Poteva
avvenire normalmente di trascorrere un’intera giornata con don Tonino,
di incontrare le stesse persone e visitare gli stessi luoghi. Di
restarne anche molto soddisfatti, anzi con l’anima colma di suggestioni
e significati.
Per lui era diverso.
Aveva l’attitudine, quasi un dono di natura, a rileggere in profondità
i volti e le situazioni. Riusciva a cogliere i segni di Dio in ogni
persona. Ogni cosa veniva strappata alla sua banalità apparente per
essere scolpita come significativa nella sua anima.

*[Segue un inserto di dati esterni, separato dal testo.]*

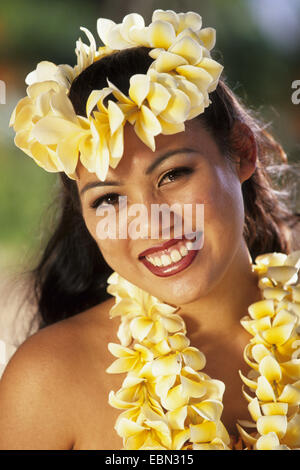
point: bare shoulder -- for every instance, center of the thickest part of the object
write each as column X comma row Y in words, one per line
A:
column 47, row 377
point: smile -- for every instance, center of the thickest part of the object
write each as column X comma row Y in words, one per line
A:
column 170, row 258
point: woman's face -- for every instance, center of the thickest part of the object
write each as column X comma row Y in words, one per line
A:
column 187, row 168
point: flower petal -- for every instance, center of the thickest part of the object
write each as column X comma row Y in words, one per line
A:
column 273, row 423
column 161, row 34
column 139, row 88
column 204, row 432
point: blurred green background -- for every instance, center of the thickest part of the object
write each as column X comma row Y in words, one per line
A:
column 258, row 41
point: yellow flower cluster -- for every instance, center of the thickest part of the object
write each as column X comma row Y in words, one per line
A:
column 167, row 400
column 273, row 355
column 174, row 89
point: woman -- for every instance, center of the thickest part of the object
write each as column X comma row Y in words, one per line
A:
column 174, row 298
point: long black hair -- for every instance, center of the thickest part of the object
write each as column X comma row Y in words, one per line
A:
column 71, row 274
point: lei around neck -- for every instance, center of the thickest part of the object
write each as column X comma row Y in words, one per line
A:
column 167, row 400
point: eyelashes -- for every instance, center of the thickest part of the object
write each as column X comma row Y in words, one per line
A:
column 175, row 173
column 110, row 199
column 169, row 177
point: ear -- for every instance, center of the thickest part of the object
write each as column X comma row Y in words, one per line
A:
column 244, row 150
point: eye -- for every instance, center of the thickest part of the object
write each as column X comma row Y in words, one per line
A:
column 174, row 174
column 106, row 200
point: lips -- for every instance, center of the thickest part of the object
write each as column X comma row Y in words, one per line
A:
column 158, row 248
column 163, row 261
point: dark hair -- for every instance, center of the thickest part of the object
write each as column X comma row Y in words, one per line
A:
column 71, row 274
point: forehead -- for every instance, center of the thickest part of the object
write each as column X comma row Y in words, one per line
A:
column 139, row 155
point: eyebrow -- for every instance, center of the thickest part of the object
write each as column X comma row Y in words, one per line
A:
column 149, row 170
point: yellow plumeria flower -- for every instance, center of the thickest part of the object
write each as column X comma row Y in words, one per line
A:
column 128, row 359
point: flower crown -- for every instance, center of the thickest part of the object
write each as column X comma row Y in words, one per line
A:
column 174, row 89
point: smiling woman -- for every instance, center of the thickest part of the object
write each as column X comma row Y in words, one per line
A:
column 148, row 120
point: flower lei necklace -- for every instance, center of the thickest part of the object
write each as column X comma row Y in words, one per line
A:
column 168, row 402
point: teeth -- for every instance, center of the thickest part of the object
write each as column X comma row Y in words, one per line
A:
column 189, row 245
column 183, row 250
column 157, row 261
column 166, row 260
column 175, row 255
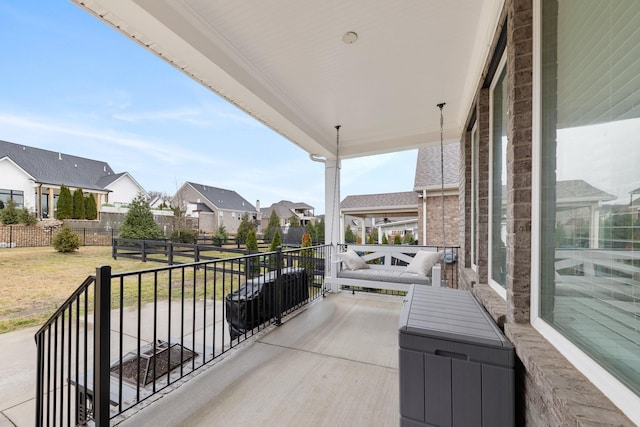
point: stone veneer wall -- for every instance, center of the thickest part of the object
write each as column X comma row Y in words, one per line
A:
column 549, row 390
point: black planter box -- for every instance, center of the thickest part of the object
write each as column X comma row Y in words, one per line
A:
column 255, row 302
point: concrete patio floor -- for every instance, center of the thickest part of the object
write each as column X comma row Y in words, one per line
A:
column 335, row 363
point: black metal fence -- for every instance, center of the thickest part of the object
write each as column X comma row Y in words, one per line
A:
column 120, row 338
column 15, row 236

Don Tonino era uomo dalle letture profonde delle situazioni che mai si
fermavano alla superficie. Sempre riusciva a leggere la filigrana
segreta delle cose. D’altra parte per vedere la filigrana è necessario
mettere la banconota in controluce. E lui amava rileggere situazioni,
storie, persone lasciandole illuminare dalla luce profonda di Dio. Ogni
persona era davvero un dono. Tant’è che chi lo incontrava era certo
d’aver ricevuto qualcosa di più del suo tempo, della sua attenzione e
della sua amicizia. Un’attitudine, quella di don Tonino, a vivere
decentrato da sé per poter mettere al centro della sua stessa vita la
persona che in quel momento incontrava. E accadeva così che, anche al
termine di una giornata condivisa per intero con gli stessi incontri e
i medesimi ritmi, egli era capace di riscrivere – come in versi – gli
accadimenti di quel giorno. Le lettere pubblicate per Massimo, per la
guardia campestre, per Gennaro, nonché le numerosissime citazioni di
nomi di persona che ricorrono nei suoi scritti, non sono che la prova
testimoniale di questa sua attenzione ai volti, ovvero alla vita, delle
persone che incontrava fisicamente.
Don Tonino non è stato solo un teorizzatore di quell’“etica del volto”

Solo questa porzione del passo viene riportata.